*このシリーズは山行報告ではなく、私のこれまで登った奈良の山をエリアごとに、民話や伝説も加えて随筆風にご紹介しています。季節を変えたものや、かなり古いもの写真も含んでいます。コース状況は刻々変化しますので、山行の際は最新の情報を入手されますようお願いします。*
(132)蛇崩山(だぐえやま) <1172m> 「長大な尾根を蛇と見た?」
笠捨山から瀞八丁に向かって南下する長い山稜の上にある。十津川周辺の方言で「崩れる」ことを「ぐえる」という。しかし、山名との関係は詳らかでない。さて、笠捨山から古屋宿間の奥駈道は江戸時代には現在の稜線通しの道でなく、笠捨山から熊谷ノ頭を経ていったん上葛川に下り、ここから古屋宿に登り返していた(森澤氏『大峰奥駈道七十五靡』)。
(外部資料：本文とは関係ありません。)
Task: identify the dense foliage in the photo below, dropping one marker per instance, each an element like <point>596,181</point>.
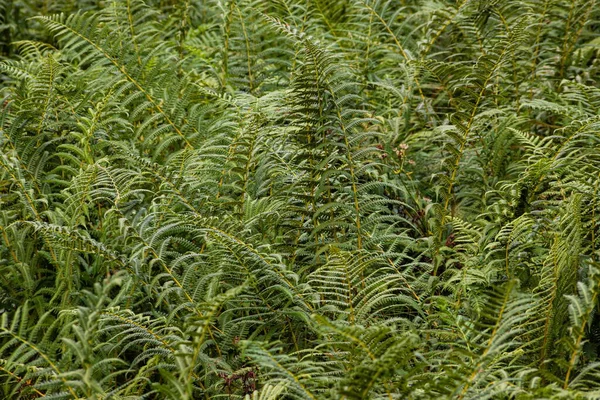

2006年11月、森澤氏をリーダーとする日本山岳会例会でこの江戸道を登った。
上葛川の民宿で一泊、葛川対岸の斜面に付けられた道を登る。支尾根にでて西側山腹をトラバースして稜線を東側に乗越す。展望が開け、熊谷ノ頭や蛇崩山が見える。1040mピークを越えて壊れた作業小屋のあるコルに下り、丈の低い笹原の斜面を右手の樹林帯に沿って直登すると熊谷ノ頭である。
右に延びる尾根上の蛇崩山へは、緩やかに起伏するコブを二つ越してヒノキ林の道を行く。最後に急登でもう一つコブを越すと、大きなブナが林立する中に蛇崩山の広い頂上があった。
往復45分だった。熊谷ノ頭から笠捨山へは、緩やかなアップダウンから次第に傾斜が強まり、露岩の散らばるピークを越して行く。最後は笹原の中の胸を突くような急坂を登ると、笠捨山東峰の広場に飛び出した。釈迦ヶ岳から奥駈道が通る山々がこちらに向かって続き、七面山、中八人山も霞んでいた。
狭い西峰から南へ。槍ヶ岳への登りにかかる手前の葛川辻で奥駈道を離れ、上葛川に向けて下った。